The light twinkled. It was being carried along the tunnel. Seated on the heap of his gear, Bony waited. The sunlight through the opening was falling slightly to his rear making him conscious of the fact that he occupied the commanding position in this situation now developing.
“She’s a pet dog,” a woman said in the tunnel. “She loves being made a fuss of. What’s your name, sweet?”
A man entered the chamber followed by the woman, then four men. They halted at the tunnel’s mouth, appearing to Bony as ghosts lurking in a cobweb-festooned corner of a derelict dungeon. The woman held the wriggling dog, only her shape indicative of her sex, for she wore men’s trousers and coat over a man’s sports shirt. The man carrying the hurricane lantern was tall and hawk-faced. Another was big and muscular. A shrimp of a man peered with weak eyes, and another seemed to have springs in his knees.

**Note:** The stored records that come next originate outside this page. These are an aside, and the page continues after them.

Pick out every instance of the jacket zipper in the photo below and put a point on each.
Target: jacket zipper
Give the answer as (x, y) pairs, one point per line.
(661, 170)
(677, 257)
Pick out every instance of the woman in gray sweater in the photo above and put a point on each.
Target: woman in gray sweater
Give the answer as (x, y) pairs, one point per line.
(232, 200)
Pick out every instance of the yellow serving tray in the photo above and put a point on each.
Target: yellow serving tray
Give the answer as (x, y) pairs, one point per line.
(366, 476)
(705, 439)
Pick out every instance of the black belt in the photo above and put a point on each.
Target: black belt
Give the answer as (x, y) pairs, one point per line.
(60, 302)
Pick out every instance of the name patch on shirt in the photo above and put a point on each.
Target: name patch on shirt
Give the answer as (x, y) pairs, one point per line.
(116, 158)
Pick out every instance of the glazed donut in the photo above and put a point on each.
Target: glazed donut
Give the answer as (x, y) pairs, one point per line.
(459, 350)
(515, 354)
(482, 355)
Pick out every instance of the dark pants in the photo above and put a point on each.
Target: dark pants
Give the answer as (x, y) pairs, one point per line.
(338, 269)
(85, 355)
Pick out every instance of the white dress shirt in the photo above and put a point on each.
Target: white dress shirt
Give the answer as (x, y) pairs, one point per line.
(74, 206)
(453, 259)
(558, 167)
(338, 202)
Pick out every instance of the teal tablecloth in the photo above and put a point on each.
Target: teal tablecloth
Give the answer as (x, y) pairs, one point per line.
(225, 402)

Every face was putty white, faces in which eyes glowed like dull coals in a dark room. They stood there staring at the stranger seated on the pile of gear, as though utterly unable to believe what they were seeing, until it seemed to Bony that in this tableau only the dog moved.
The woman released the dog, who ran to Bony and snuggled against him. Bony said, politely:
“Howd’you do?”
They came forward, slowly, led by the woman. The tall man’s face was insulted by the clothes he wore, for the sweeping breadth of the forehead, the mane of iron-grey hair, the cast of the mouth, and the expression in his dark eyes pictured intelligence above the average. His voice supported what his countenance portrayed.
“Who are you?” he asked, with the ‘old’ school accent.
Bony recognised him.
“The name is William Black.”
“It conveys nothing, Mr. Black. How did you come to be here?”
“Dumped by wild aborigines.”
“Wild aborigines! How extraordinary. What are those things you are sitting on?”
“Camel gear.”
“Camel gear! Camels! Wild aborigines! Whom did you murder?”
The light-blue eyes were compelling, the eyes of a man accustomed to being obeyed. He was, Bony was aware, Dr. Carl Havant, a psychiatrist who practised in Sydney until eleven years ago.
“I cannot recall having murdered anyone,” Bony replied.
“I am still doubtful. What school did you attend?”
Ah! Clever indeed is the man who can adopt a fictitious character and maintain it under sudden stress. He had spoken in his usual manner.
“Never mind about that,” he said sharply. “Who are you, and what are you all doing here?”
“We are merely in residence.” The tall man regarded Bony gravely. “Would you oblige by telling us precisely where our residence is, we presume, in Australia?”
“We are now on the northern extremity of the Nullarbor Plain.”
“There, Maddoch! Did I not argue that we must be on the Nullarbor Plain?”
The dark eyes looked down upon the short man whose clothes hung upon him, and who appeared emotionally bankrupt. The man with the knees like springs answered for the little man.
“Could have been east Gippsland, like Clifford said. Could have been up north a bit from Perth, like I told you.”
“Yes, yes! Quite. Well, we are at the north of the Nullarbor Plain. And now, Mr. Black. You tell us that you were ‘dumped’-your own word-down here by wild aborigines. I’ve always thought that wild aborigines are to be found only in the north of Australia. Pardon repetition. Whom did you murder? Please do not hesitate, Mr. Black, or be alarmed.”
“Caw,” exploded the man with the springy legs, “I know this Mister Black now. I’d bet on it. Doc, and ladies and gents, meet Inspector Napoleon Bonaparte.”